The stone wall torches flickered green as you stepped into the Slytherin common room, boots crunching lightly on the shattered glass scattered across the floor.
The place looked like a tornado of teenage wizard chaos had ripped through it — bottles rolling, chairs overturned, someone’s cauldron bubbling with something suspiciously purple.
And in the middle of all of it, sprawled across the emerald sofa like he owned the place…
Lorenzo “Spike” Berkshire.
One arm thrown over the back of the couch, tie hanging halfway off his neck, pupils blown wide from whatever enchanted punch someone had smuggled in. He stared blankly up at the ceiling as if the moving shadows were giving him life advice.
His hair was a mess. His shirt half untucked. His boots still on the cushions.
Classic Spike.
You kicked a piece of glass out of your way with your black combat boot, your leather jacket spikes glinting in the low light.

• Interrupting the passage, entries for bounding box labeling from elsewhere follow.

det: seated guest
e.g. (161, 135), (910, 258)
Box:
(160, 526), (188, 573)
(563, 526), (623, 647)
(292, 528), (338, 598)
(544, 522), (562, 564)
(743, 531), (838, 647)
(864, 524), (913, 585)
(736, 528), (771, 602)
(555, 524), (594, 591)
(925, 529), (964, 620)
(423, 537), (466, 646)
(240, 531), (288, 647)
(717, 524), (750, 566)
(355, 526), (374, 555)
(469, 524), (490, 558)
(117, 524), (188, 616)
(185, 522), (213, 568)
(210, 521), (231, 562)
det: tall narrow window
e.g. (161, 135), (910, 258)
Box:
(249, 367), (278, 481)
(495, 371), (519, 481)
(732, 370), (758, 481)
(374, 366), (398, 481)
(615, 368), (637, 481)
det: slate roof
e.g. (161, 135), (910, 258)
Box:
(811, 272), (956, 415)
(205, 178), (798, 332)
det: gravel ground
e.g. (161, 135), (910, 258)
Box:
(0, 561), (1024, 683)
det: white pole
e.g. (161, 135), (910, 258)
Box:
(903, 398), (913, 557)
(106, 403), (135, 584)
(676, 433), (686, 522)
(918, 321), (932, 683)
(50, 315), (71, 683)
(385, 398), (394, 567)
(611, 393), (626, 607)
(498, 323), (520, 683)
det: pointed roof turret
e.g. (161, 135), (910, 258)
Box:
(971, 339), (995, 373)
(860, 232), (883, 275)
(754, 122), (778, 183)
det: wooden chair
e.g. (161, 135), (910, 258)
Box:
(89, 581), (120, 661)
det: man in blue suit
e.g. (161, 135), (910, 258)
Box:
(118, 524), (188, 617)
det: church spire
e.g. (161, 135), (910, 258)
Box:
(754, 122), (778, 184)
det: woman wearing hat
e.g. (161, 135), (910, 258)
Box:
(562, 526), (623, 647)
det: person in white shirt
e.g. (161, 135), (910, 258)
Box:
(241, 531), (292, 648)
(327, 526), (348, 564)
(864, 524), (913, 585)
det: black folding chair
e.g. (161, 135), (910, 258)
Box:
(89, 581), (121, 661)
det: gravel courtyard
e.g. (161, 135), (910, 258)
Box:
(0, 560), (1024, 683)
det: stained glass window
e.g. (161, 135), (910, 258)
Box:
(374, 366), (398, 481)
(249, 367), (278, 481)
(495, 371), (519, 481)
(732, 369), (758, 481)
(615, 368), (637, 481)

Your skeleton-hand print top stood out sharp against the gloom, and the fishnets under your ripped jeans caught the torchlight like dark webs.
You crossed your arms.
“Spike,” you called, voice low but firm. “What h’appened ’ere?”
He blinked slowly. Once. Twice.
Then his eyes finally focused on you.
“…Oh,” he said, lips curling into a lazy smirk. “It’s you.”
He sat up a little — not fully, just enough to see you better. His gaze dragged from your boots, up your legs, over your fishnet-lined waist, and finally to your face.
“You look dangerous,” he murmured, voice thick with exhaustion and leftover party magic. “You always do.”
You rolled your eyes.
“Spike. The room. What happened?”
He puffed out a breath, leaning his head back again.
“Well…” He pointed vaguely at the mess. “Someone — not me — decided it’d be a brilliant idea to charm the chandelier to ‘dance.’ And it did.” He waved a hand at the broken glass. “Until it didn’t.”
A faint laugh escaped him, warm and tired.
Then his fingers tapped the cushion beside him.
“C’mere,” he said softly, accent slipping into something raw and unguarded. “I’m… not in the clearest state right now.”
You kicked another shard aside and approached, raising a brow.
“Are you drunk or magically high?”
His smile went crooked.
“Both? Yes. Probably. Hard to say.”
You stood over him, arms crossed, pretending you weren’t concerned.
He looked up at you, eyes slightly glazed but warm, warm in that way only reserved for you.
“Stay with me?” he asked quietly. “Just for a bit. The room’s spinning less when you’re here.”